Observaron al niño mientras se paraba a atarse los cordones de los zapatos, y luego se pasaba de largo la casa de los Burnett y continuaba calle arriba.

—Puede que esté estudiando el terreno…

—No es él.

—Un momento, espere, dará media vuelta en menos de un minuto… —Logan guardó silencio. El niño se había detenido cuatro casas más arriba, delante de una puerta que no tardó en abrirse y a través de la cual se oyó la voz de una mujer que gritaba algo referente a unos palitos de pescado. El niño se metió en casa arrastrando los pies, y la puerta se cerró a su espalda con un sonido metálico—. Mierda.

Las seis, y el cielo estaba oscuro como un ojo morado. De vez en cuando pasaba algún que otro coche por delante de la ventana tras la que esperaban Logan y Steel, pero aparte de eso la calle estaba desierta.

—Tiene que aparecer en cualquier momento —dijo Logan, cambiando el peso del cuerpo de un pie al otro e intentando ser optimista.

—No sé… —suspiró Steel—. Con la suerte que tengo, seguro que esta vez se ha largado de verdad. Estoy empezando a pensar que soy gafe. —En las ventanas de la casa de enfrente se vio luz de pronto, y la inspectora se quedó paralizada. En casa de los Burnett había alguien—. ¡Ya te tenemos, pequeño hijo de puta! —Cogió el móvil y se puso a llamar a los diferentes grupos—. ¿Alguien le ha visto? ¿Cómo ha entrado…? ¿Qué narices hacían, estaban dormidos? Sí… ya sé que hace frío… No… Un momento, para nosotros tampoco ha sido como ir de excursión, precisamente… ¡No! Esperen hasta que yo dé la orden. —Cerró el móvil, cortando a quien tenía al habla—. Quejicas de los cojones.

—¿No le han visto, entonces?

—Bah. —Resopló y se puso los zapatos—. Nunca entenderé cómo pudieron superar la instrucción básica, la mitad de ellos por lo menos.

Le dieron las gracias a su anfitriona y cruzaron la calle a toda prisa, en dirección a la puerta principal de la otra casa. La inspectora Steel volvía a estar con el móvil en la mano, diciéndoles a los grupos que fueran al jardín de atrás de los Burnett.

—¿Qué se propone, entrando en la casa? —preguntó Logan mientras llegaban cautelosamente a la puerta.
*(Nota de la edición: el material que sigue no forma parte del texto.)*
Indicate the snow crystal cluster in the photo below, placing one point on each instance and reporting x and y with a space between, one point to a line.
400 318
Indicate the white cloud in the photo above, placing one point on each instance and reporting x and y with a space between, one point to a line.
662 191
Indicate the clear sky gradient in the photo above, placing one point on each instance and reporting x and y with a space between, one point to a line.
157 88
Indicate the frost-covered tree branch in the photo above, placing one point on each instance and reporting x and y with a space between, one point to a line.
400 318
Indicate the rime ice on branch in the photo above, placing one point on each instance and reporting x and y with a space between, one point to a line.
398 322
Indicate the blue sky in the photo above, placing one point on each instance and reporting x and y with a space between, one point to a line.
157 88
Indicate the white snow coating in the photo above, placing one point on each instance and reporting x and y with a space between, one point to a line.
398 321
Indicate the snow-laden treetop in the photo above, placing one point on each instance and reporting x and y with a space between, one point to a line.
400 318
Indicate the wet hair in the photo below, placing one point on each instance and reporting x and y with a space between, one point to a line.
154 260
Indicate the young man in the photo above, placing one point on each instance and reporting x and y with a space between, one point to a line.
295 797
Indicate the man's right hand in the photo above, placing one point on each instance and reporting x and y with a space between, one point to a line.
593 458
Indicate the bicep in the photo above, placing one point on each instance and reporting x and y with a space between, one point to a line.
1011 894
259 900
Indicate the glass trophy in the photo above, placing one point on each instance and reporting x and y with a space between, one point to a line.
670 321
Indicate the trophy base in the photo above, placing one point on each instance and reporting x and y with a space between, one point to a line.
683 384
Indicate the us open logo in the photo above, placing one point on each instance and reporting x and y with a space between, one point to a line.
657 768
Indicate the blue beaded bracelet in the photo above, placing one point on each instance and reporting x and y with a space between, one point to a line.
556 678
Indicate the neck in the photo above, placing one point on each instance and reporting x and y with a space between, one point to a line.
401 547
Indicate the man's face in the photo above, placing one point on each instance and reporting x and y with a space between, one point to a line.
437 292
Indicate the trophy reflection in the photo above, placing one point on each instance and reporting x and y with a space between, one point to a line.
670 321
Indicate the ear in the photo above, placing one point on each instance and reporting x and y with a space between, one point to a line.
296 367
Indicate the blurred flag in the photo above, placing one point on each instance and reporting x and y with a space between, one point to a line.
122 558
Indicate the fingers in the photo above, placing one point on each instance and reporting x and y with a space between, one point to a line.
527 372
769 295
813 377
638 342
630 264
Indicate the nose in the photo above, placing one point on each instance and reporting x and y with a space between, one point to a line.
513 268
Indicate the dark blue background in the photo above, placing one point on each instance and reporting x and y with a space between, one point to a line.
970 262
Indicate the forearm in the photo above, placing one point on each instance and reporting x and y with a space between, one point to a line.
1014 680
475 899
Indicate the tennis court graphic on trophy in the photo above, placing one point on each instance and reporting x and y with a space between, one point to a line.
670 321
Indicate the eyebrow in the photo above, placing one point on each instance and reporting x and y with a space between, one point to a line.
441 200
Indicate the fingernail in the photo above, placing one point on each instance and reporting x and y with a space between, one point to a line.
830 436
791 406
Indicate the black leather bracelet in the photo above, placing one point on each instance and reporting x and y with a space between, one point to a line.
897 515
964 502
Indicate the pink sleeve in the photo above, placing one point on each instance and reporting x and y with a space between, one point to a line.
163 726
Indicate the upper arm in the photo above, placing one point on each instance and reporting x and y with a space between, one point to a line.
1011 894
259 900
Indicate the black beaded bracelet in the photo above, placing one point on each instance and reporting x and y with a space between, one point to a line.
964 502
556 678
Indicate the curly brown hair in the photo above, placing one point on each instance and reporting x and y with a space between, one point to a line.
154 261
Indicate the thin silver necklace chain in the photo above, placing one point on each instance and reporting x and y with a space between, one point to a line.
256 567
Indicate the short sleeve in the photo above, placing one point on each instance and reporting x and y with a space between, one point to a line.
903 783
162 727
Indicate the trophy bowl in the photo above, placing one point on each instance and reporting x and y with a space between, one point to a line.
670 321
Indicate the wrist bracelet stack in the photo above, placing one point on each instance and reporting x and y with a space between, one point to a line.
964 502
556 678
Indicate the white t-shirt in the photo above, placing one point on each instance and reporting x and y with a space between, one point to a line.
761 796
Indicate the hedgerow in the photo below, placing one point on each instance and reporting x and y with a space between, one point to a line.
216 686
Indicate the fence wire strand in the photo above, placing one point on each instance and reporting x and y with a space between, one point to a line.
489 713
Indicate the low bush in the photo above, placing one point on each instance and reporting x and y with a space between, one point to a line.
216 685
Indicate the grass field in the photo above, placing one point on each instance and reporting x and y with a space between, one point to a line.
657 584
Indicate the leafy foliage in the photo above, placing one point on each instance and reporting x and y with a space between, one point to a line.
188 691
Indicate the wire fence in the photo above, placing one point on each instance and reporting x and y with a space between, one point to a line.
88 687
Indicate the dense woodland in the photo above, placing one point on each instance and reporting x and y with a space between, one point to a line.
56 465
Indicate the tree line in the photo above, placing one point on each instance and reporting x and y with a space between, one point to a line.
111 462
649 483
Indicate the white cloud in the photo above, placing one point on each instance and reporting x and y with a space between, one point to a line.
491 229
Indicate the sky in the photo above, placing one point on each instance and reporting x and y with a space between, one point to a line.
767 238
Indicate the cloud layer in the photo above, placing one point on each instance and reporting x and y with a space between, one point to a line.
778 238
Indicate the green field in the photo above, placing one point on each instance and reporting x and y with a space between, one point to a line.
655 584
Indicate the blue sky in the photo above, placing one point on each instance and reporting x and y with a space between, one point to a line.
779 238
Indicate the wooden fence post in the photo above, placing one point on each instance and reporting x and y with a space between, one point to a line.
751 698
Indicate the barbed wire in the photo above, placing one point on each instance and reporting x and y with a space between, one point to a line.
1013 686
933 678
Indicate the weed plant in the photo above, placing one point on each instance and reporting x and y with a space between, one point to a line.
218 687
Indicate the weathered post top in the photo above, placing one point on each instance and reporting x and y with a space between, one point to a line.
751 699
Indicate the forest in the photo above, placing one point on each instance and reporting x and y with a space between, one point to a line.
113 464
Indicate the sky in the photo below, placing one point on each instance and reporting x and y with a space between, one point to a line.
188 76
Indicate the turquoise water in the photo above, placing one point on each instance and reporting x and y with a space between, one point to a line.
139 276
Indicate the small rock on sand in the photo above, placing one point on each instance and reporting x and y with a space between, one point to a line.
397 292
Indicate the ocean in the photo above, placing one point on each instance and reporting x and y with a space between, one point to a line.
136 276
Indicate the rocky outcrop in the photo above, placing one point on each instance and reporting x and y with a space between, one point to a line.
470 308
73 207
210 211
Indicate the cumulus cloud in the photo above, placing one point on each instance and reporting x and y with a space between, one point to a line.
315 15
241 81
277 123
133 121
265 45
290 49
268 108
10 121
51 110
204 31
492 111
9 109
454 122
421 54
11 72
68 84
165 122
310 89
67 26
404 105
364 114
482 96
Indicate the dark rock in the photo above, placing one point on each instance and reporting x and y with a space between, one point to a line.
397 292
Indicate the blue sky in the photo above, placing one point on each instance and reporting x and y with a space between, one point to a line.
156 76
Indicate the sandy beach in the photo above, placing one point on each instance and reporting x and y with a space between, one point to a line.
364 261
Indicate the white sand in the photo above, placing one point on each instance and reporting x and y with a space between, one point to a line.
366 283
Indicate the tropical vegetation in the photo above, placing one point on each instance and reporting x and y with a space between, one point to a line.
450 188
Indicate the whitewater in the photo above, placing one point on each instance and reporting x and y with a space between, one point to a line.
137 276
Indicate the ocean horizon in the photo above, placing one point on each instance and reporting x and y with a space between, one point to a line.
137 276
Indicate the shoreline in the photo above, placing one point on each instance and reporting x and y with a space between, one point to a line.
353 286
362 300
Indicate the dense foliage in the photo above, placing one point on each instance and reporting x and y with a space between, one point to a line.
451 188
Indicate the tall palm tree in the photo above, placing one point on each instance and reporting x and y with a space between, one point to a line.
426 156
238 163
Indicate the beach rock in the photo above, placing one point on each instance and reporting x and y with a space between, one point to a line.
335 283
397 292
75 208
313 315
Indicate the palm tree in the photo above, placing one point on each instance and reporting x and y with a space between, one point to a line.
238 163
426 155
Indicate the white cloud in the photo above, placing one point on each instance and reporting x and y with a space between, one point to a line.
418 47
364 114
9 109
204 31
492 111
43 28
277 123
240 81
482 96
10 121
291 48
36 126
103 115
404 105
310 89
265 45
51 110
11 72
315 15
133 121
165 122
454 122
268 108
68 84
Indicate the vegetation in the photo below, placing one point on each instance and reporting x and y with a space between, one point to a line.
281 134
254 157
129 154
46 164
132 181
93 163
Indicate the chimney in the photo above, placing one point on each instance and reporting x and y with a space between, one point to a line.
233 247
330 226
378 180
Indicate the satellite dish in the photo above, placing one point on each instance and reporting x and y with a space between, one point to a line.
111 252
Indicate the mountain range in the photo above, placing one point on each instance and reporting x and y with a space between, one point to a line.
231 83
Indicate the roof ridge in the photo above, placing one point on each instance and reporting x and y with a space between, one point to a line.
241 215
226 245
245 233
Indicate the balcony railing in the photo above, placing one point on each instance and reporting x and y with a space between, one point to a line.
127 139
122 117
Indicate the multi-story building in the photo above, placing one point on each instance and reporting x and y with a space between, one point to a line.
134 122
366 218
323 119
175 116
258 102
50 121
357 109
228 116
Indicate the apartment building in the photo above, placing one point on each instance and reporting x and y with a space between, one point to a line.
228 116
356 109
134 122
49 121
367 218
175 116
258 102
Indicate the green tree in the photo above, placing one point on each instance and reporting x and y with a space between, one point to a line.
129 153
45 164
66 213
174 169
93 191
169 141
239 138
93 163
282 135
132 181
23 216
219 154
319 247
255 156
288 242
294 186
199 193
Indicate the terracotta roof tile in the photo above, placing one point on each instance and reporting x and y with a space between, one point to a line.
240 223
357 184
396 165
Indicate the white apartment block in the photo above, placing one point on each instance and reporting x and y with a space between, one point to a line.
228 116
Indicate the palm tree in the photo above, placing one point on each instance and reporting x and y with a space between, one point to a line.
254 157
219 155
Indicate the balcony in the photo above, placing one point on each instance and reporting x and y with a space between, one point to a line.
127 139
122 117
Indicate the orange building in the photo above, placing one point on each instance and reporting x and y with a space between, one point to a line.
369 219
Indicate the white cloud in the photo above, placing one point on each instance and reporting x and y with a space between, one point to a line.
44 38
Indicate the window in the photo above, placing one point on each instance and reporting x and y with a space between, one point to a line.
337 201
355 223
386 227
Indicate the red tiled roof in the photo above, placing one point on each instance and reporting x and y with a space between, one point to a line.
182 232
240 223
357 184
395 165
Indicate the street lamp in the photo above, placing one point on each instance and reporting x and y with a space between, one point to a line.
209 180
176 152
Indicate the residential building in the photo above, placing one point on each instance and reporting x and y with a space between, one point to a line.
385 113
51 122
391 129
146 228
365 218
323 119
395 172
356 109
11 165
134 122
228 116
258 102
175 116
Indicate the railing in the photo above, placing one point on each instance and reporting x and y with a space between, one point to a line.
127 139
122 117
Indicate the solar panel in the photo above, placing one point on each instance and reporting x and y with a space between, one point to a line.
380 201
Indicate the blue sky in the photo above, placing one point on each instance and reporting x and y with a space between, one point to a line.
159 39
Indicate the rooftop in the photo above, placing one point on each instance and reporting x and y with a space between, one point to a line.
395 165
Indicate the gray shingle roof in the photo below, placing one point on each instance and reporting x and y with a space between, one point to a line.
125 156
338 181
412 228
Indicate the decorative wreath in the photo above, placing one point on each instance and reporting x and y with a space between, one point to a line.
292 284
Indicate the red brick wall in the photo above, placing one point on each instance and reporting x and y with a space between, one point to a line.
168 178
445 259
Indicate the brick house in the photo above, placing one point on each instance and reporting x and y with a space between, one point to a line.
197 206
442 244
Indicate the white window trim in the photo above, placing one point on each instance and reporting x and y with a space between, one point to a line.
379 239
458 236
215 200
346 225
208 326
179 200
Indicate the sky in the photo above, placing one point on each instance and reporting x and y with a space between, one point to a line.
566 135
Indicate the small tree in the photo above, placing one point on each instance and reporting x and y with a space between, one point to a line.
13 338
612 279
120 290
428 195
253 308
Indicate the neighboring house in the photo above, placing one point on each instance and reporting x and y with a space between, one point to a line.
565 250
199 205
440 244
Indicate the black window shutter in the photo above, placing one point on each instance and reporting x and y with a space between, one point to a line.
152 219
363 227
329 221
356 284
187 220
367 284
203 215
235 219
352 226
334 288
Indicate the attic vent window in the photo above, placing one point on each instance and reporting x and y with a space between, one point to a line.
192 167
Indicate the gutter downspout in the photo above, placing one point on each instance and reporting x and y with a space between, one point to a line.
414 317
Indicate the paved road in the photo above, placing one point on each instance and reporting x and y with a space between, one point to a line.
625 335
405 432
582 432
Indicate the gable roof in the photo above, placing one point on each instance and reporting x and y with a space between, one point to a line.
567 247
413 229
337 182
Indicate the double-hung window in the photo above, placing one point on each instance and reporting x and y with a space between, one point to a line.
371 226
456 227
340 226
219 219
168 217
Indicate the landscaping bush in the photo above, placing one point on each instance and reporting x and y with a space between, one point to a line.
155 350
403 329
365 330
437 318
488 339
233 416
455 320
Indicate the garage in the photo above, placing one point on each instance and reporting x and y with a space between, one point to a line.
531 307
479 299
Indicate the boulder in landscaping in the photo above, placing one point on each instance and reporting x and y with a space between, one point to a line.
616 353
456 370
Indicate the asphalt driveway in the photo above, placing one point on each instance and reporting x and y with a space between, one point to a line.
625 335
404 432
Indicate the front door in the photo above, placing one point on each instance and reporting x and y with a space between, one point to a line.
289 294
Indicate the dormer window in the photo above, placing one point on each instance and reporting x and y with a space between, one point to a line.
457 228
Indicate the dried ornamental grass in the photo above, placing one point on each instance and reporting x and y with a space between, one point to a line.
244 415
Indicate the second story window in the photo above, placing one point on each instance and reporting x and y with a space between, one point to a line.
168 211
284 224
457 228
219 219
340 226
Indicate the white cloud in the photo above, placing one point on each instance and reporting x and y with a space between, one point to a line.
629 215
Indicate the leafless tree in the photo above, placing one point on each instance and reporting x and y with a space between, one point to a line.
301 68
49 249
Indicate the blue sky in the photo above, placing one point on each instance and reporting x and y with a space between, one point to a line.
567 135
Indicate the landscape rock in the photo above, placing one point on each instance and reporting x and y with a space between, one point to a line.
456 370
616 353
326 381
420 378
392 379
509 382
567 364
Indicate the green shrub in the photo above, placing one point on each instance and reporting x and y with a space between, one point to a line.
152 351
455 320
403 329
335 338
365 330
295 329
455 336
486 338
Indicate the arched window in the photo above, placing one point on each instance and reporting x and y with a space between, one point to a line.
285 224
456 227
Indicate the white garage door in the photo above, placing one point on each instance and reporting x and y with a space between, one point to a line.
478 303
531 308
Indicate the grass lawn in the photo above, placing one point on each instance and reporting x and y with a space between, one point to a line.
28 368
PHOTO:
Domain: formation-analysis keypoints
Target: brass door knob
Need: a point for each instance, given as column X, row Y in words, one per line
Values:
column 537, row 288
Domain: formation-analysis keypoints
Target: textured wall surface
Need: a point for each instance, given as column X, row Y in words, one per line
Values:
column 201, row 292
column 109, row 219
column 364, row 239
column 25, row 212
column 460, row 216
Había ya un par de agentes de uniforme esperándoles, preparados y con el chaleco contra arma blanca puesto, la porra extensible en ristre y el spray de pimienta dispuesto.

La inspectora se encogió de hombros.

—Tenemos una orden de arresto contra Sean… Si alguien pregunta, íbamos persiguiéndole, ¿de acuerdo? —Se volvió hacia el agente más corpulento, una mujer con las piernas como troncos—. Derribe la puerta.

¡Buuum! La madera vibró. Otra patada más, y el cerrojo saltó del marco. Las astillas volaron por el recibidor, al tiempo que la puerta se abría de golpe y rebotaba contra la pared. La fornida agente gritó:

—¡Policía! ¡Que nadie se mueva! —e irrumpió en la casa, con su compañero pisándole los talones.

Se oyó un estampido procedente de la parte trasera de la casa:

—¡Policía! —Y el estrépito de las botas al entrar precipitadamente por la puerta de atrás.

Steel sonrió.

—Me matan de la risa cada vez que hacen eso.